Authors Zhao H , Zhang M, Zhen Y, Tang Y

Received 16 March 2022

Accepted for publication 26 May 2022

Published 9 June 2022 Volume 2022:15 Pages 5591—5598


Checked for plagiarism Yes

Review by Single anonymous peer review

Peer reviewer comments 2

Editor who approved publication: Dr Scott Fraser

Hang Zhao,1 Miaomiao Zhang,2 Yunfeng Zhen,1 Yong Tang1

1Endocrinology Department, Hebei General Hospital, Shijiazhuang, Hebei, 050051, People’s Republic of China; 2Graduate School of Hebei Medical University, Shijiazhuang, Hebei, 050017, People’s Republic of China

Correspondence: Yong Tang, Endocrinology Department, Hebei General Hospital, 348, Heping West Road, Shijiazhuang, Hebei, 050051, People’s Republic of China, Email [email protected]

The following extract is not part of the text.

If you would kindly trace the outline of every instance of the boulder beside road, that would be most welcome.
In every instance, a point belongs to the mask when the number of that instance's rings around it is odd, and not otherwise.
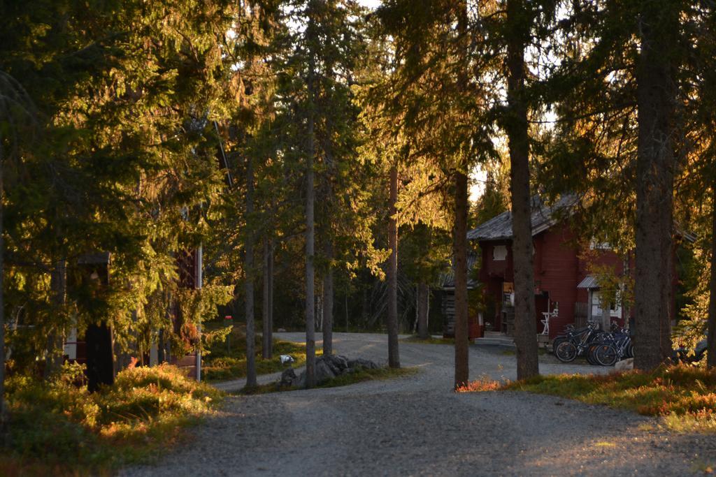
[[[359,358],[349,360],[340,355],[326,355],[316,358],[316,383],[323,384],[344,374],[354,373],[361,369],[377,369],[379,368],[370,360]],[[281,375],[279,385],[281,387],[306,387],[306,371],[296,375],[293,368],[284,370]]]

Purpose: To investigate the relationships between glycated hemoglobin (HbA1c) level and bone turnover markers (BTMs) in patients with type 2 diabetes mellitus (T2DM) but no diabetic nephropathy.
Patients and Methods: Patients with T2DM were recruited at Hebei General Hospital in China. The participants were allocated to three groups: an HbA1c < 7% group, an HbA1c 7%– 9% group, and an HbA1c ≥ 9% group. Their general characteristics, biochemical indices, and BTM concentrations were recorded.
Results: The ages of the HbA1c < 7% group and the HbA1c 7%– 9% group were significantly higher than that of the HbA1c ≥ 9% group (P< 0.05). The prevalence of a history of hypertension in the HbA1c 7%– 9% group was significantly higher than that in the HbA1c ≥ 9% group. The circulating low-density lipoprotein-cholesterol concentration in the HbA1c ≥ 9% group and the apolipoprotein B concentration in the HbA1c 7%– 9% group were significantly higher than those in the HbA1c < 7% group (P< 0.05). Compared with that in the HbA1c < 7% group, the circulating 25-hydroxyvitamin D (25OHD) concentration was significantly lower in the HbA1c ≥ 9% group (P< 0.05). Additionally, the circulating 25OHD and osteocalcin (OC) concentrations negatively correlated with HbA1c (P< 0.05).
Conclusion: An increase in HbA1c is associated with gradual decreases in the circulating concentrations of 25OHD and OC.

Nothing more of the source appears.